1. Consider whether your child would enjoy a specialty camp.
“It's important to know a child's personality and identify what camp programs will benefit him or her most,” said the American Camp Association website.
2. Select a camp based on your child’s interests.
Dr. Heather Domjan, interim executive director of the University of Houston STEM Center, said summer camps can help both academically and with socialization.
“It’s important for students’ interests to be matched in order for them to excel,” she said. “But it’s a chance for them to try something out on a short-term basis.”
3. Find out if your child would prefer a structured or unstructured camp.
Some children, especially when away from home, can benefit from a more structured program with a set schedule.
“Consistent routines and rules help create order,” according to the Centers for Disease Control and Prevention’s guide, “Essentials for Parenting Toddlers and Preschoolers”. “Things go more smoothly when you and your child know what to expect.”
4. Factor in how how comfortable your child is in social situations.
“It’s more the social learning aspect. Play is a fundamental portion of development,” said Dr. Nedra Washington, program coordinator for the University of North Texas at Dallas Child Development and Family Studies program. “Children are able to learn rules, learn how to communicate, choose new friends and learn different cultures.”
5. All camps are not created equal: What kind of certifications or training do staff members receive?
Domjan said parents should look for transparency from camps.
“How is the staff hired or screened? With students who may need (medication), how is that handled? What is that daily schedule? Are the administrators upfront?”

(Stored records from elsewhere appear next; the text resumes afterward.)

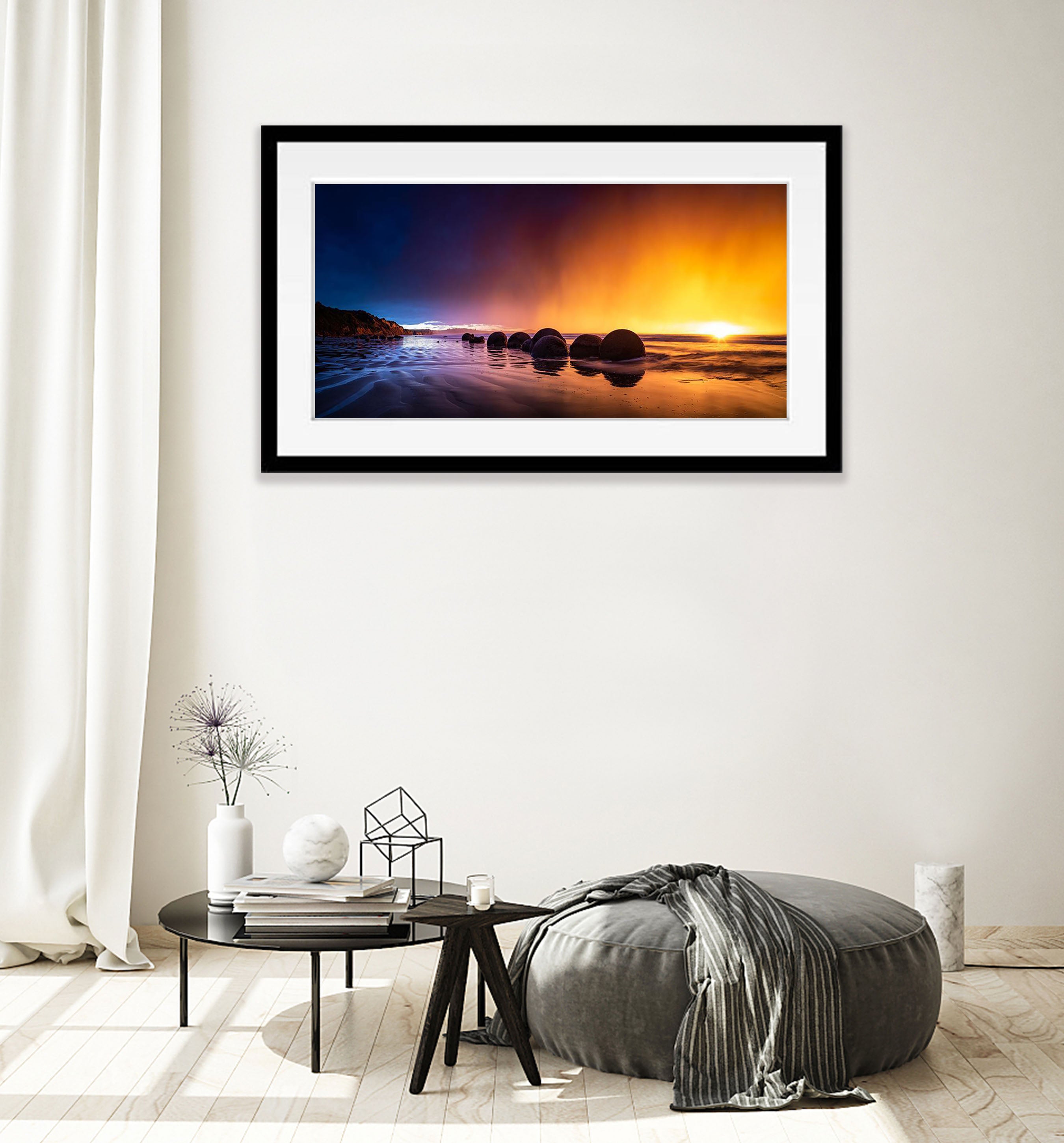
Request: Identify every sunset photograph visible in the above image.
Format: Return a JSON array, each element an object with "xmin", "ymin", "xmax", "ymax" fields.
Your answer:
[{"xmin": 314, "ymin": 183, "xmax": 787, "ymax": 418}]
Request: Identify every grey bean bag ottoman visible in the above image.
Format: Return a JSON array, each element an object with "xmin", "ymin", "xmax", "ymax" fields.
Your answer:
[{"xmin": 526, "ymin": 871, "xmax": 942, "ymax": 1081}]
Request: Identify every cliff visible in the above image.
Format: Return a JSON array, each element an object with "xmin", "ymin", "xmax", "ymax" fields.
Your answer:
[{"xmin": 314, "ymin": 302, "xmax": 406, "ymax": 337}]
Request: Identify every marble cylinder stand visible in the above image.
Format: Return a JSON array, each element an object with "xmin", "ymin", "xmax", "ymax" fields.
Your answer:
[{"xmin": 914, "ymin": 862, "xmax": 965, "ymax": 973}]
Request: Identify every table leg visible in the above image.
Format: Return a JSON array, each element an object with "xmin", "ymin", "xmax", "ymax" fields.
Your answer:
[
  {"xmin": 311, "ymin": 949, "xmax": 321, "ymax": 1072},
  {"xmin": 177, "ymin": 937, "xmax": 189, "ymax": 1028},
  {"xmin": 470, "ymin": 926, "xmax": 539, "ymax": 1087},
  {"xmin": 443, "ymin": 932, "xmax": 470, "ymax": 1068},
  {"xmin": 410, "ymin": 929, "xmax": 464, "ymax": 1095}
]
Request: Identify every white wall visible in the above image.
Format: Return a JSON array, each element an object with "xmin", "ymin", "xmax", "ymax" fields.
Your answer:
[{"xmin": 134, "ymin": 0, "xmax": 1064, "ymax": 923}]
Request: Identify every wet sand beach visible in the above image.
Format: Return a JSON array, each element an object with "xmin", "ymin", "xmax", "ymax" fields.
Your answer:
[{"xmin": 315, "ymin": 335, "xmax": 786, "ymax": 418}]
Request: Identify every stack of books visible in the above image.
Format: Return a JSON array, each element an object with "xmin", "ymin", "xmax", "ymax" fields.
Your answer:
[{"xmin": 226, "ymin": 873, "xmax": 410, "ymax": 937}]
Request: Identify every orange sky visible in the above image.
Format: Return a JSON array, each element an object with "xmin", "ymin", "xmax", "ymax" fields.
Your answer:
[{"xmin": 521, "ymin": 184, "xmax": 786, "ymax": 334}]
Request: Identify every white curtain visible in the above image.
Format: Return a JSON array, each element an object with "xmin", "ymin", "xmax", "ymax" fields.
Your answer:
[{"xmin": 0, "ymin": 0, "xmax": 161, "ymax": 968}]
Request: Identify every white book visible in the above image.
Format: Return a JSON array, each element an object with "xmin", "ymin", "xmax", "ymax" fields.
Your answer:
[
  {"xmin": 225, "ymin": 873, "xmax": 395, "ymax": 901},
  {"xmin": 233, "ymin": 889, "xmax": 410, "ymax": 917},
  {"xmin": 244, "ymin": 913, "xmax": 395, "ymax": 932}
]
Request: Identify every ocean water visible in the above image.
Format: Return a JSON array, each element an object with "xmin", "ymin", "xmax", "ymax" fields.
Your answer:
[{"xmin": 315, "ymin": 335, "xmax": 787, "ymax": 417}]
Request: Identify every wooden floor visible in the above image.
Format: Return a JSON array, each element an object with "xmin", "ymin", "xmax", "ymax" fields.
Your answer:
[{"xmin": 0, "ymin": 928, "xmax": 1064, "ymax": 1143}]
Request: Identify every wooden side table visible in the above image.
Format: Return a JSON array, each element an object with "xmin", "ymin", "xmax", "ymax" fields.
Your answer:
[{"xmin": 404, "ymin": 893, "xmax": 551, "ymax": 1095}]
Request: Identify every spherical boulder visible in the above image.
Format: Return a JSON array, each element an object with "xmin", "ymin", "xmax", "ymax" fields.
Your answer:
[
  {"xmin": 599, "ymin": 329, "xmax": 647, "ymax": 361},
  {"xmin": 569, "ymin": 334, "xmax": 602, "ymax": 358},
  {"xmin": 532, "ymin": 334, "xmax": 569, "ymax": 359},
  {"xmin": 281, "ymin": 814, "xmax": 351, "ymax": 881}
]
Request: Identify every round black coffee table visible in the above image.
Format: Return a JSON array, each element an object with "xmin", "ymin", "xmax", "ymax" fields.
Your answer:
[{"xmin": 159, "ymin": 877, "xmax": 466, "ymax": 1072}]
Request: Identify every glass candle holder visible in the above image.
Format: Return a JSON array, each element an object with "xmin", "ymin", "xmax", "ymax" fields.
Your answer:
[{"xmin": 465, "ymin": 873, "xmax": 495, "ymax": 910}]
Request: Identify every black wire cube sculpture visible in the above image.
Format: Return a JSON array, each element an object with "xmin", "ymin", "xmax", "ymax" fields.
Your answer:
[{"xmin": 359, "ymin": 786, "xmax": 443, "ymax": 905}]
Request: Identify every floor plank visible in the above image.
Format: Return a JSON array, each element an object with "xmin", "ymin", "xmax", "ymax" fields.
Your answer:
[{"xmin": 10, "ymin": 927, "xmax": 1064, "ymax": 1143}]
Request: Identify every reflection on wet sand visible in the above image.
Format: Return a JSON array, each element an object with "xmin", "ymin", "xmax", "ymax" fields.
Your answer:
[
  {"xmin": 602, "ymin": 369, "xmax": 646, "ymax": 389},
  {"xmin": 315, "ymin": 336, "xmax": 786, "ymax": 417}
]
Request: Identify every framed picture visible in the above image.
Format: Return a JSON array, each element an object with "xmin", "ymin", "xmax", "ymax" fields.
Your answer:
[{"xmin": 262, "ymin": 127, "xmax": 842, "ymax": 472}]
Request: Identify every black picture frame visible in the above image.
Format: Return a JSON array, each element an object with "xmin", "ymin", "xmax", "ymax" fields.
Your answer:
[{"xmin": 260, "ymin": 126, "xmax": 842, "ymax": 473}]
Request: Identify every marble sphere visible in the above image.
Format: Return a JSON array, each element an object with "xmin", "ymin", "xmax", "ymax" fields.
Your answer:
[{"xmin": 281, "ymin": 814, "xmax": 351, "ymax": 881}]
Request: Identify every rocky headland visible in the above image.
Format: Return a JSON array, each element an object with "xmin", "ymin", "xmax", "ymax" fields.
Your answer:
[{"xmin": 314, "ymin": 302, "xmax": 419, "ymax": 337}]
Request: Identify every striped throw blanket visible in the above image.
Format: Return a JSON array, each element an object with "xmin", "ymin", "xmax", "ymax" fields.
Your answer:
[{"xmin": 463, "ymin": 865, "xmax": 872, "ymax": 1111}]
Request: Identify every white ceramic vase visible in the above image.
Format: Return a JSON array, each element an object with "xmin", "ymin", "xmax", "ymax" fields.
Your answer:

6. Take advice from schools and teachers on what camps in the area are recommended.
7. Ask camp alumni and their parents if they enjoyed the camp.
8. Consider the cost and your budget.
“Do not be afraid to ask for a discount and ask for scholarships,” Domjan said. “There are many camps out there who are wanting to have all students participate and not shut anyone out.”
9. Consider if the camp offers healthy meals and snacks.
10. Consider how the camp schedule fits into your summer schedule.
11. Find out the ratio of staff members to campers.
It is important for parents to know how many staff members per child the camp makes available, according to Domjan.
12. Remember: It’s about fun—let your child grow in a new interest.
“Just make sure that you have to have it to be fun,” Domjan said.